GIC-LAC Project: Strengthening national mitigation objectives and opening a path to reduce emissions in agrifood systems in Latin America and the Caribbean (2024-2026).
Background
Latin America and the Caribbean (LAC) face severe climate risks to agriculture and food systems, including increasing temperatures, prolonged droughts, extreme rainfall, and land degradation. These risks threaten crop yields, livestock productivity, soil fertility, and forest ecosystems, thereby exacerbating food insecurity and biodiversity loss. The Agriculture and LULUCF (Agriculture, Forestry, and Other Land Use) sector is a major source of greenhouse gas (GHG) emissions in the region, while also holding high potential for mitigation through improved land management and climate-smart practices.
Nationally Determined Contributions (NDCs), National Adaptation Plans (NAPs), and National Biodiversity Strategies and Action Plans (NBSAPs) in many LAC countries identify agriculture, forests, and land use as priority sectors for both mitigation and adaptation. However, a persistent gap exists national inventories and reporting systems often rely on Tier 1 methodologies with limited country-specific data, constraining the ability of governments to design evidence-based policies and track progress against commitments.
The implementation of the GIC-LAC project directly contributes to the achievement of the Nationally Determined Contributions (NDCs) by strengthening the technical and operational foundation upon which countries quantify and report their emissions in the agriculture and land use sectors. Through the adoption of higher-tier methodologies (Tier 2), the improvement of MRV systems, and the consolidation of national capacities, the project enables greater accuracy, transparency, and consistency in national GHG inventories. This is essential for monitoring progress and adjusting climate actions in line with the targets established in the NDCs and the Enhanced Transparency Framework of the Paris Agreement.
This enables more robust reporting under the Enhanced Transparency Framework (ETF) of the Paris Agreement, directly linking national actions in agriculture and food systems to global climate commitments.
Activities
The project is led by the Alliance of Bioversity International and CIAT and funded through the New Zealand Government's Climate-Smart Agriculture Initiative, as part of its contribution to the Global Research Alliance on Greenhouse Gases in Agriculture (GRA) and CGIAR Climate Action Program and Scaling for Impact Program. It focuses on six Latin American countries, with national reporting gaps in the Agriculture and LULUCF sectors identified ex post through a needs assessment.
Key activities include:
- Capacity building and technical training: Workshops and e-learning tools to strengthen the ability of national experts to move from Tier 1 to Tier 2 reporting in Agriculture and LULUCF sectors.
- Development of data systems: Support for compiling, structuring, and standardizing national databases on land use, crops, and livestock.
- Technical assistance: Guidance on identifying emission sources, selecting country-specific emission factors, and applying IPCC methodologies (2006 Guidelines and 2019 Refinement).
- Regional knowledge exchange: Facilitating collaboration among participating countries to share experiences and harmonize approaches.
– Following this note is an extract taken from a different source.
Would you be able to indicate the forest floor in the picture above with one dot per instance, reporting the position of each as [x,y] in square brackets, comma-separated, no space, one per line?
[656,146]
Targeted food system components include crops, livestock, and land use (particularly forestry and soils), with co-benefits for nutrition and resilience by informing more sustainable land and resource management decisions.
Impact
The GIC-LAC project directly supports NDC implementation by:
- Advancing mitigation targets through improving estimates of emissions and removals from agriculture and the LULUCF sector, enabling more accurate accounting of progress.
- Strengthening institutional capacity via training, systematization of data flows, and development of country-specific emission factors.
- Enhancing policy integration by ensuring national climate strategies are supported by reliable, transparent evidence, increasing alignment between agriculture, forestry, and biodiversity policies.
- Regional cooperation that reinforces collective capacity to deliver on global climate and biodiversity goals.